We’ve spent the last week and a half trying unsuccessfully to communicate with them. Our calls and emails go unanswered, so we can’t even figure out exactly what’s happened.

It’s almost as though they’re telling us to fuck off. Man, that’s some hard-core “renegotiation”.

[…] We will almost certainly be filing multiple lawsuits against Fusion Garage, and possibly Chandra and his shareholders as individuals, shortly. The legal system will work it all out over time.

Most good technology products require more legal input than technical input, anyway.

Mostly though I’m just sad. I never envisioned the CrunchPad as a huge business.

I’m going to distance myself from the project now.

And what’s really sad about all this is the incredible support we were getting from companies and people around the world to launch this device. A major multi-billion dollar retail partner has been patiently working with us for months, giving advice on manufacturing partners and offering to sell the CrunchPad at a zero margin to help us succeed in the early days. They were also willing to pay for the devices on order instead of 30 days after delivery, a crucial cash flow benefit that would allow us to ramp up volume without putting ourselves our of business. They were even willing to fly the devices from China on their own planes to eliminate our shipping costs. Intel, which would supply the Atom CPUs to power the device, has assisted us repeatedly with engineering and partner advice, and gave us pricing that was ridiculously generous given our projected first year sales volumes. Other partners were eager to promote and sell the device for little or no benefit on their end other than “supporting the project.”

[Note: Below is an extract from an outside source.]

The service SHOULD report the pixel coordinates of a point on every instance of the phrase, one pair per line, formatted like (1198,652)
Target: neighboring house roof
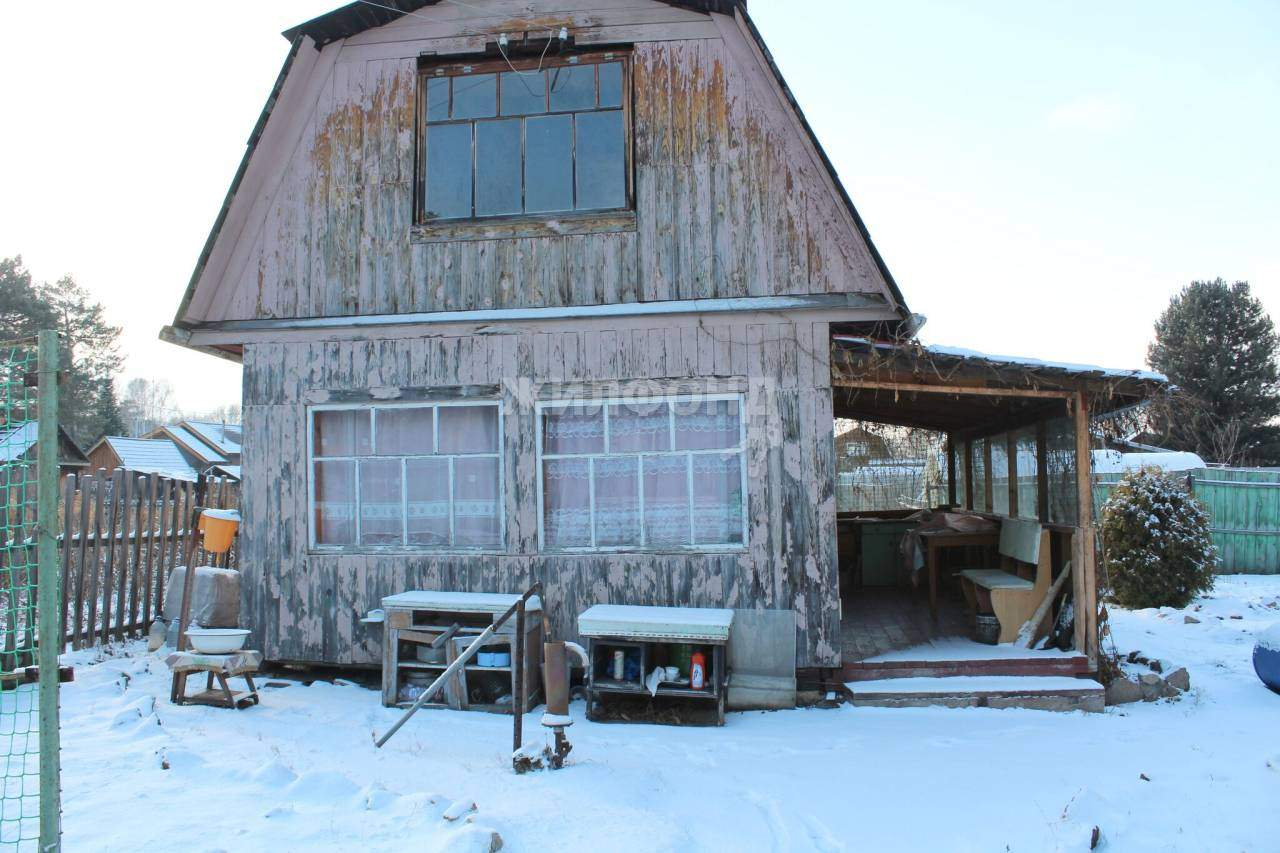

I’m really well-connected, and my business plan rested on my ability to get lots of stuff for free.

We even had sponsors lined up to help us sell the device near our $300ish cost.

The goal was to sell the CrunchPad for $200. With big subsidies from manufacturers, no shipping costs, no retail markup, software built with volunteer labor, and no profit whatsoever, we weren’t even close.

And money wasn’t a problem, either. We had blue chip angel and venture capitalist investors in Silicon Valley waiting to invest in the company since late Spring.

I didn’t think hiring someone who knows how to manage a tech project was worth the money.

We were simply holding them off until we launched, to eliminate some of the risk.

I’m using the word “risk” in a bold new way.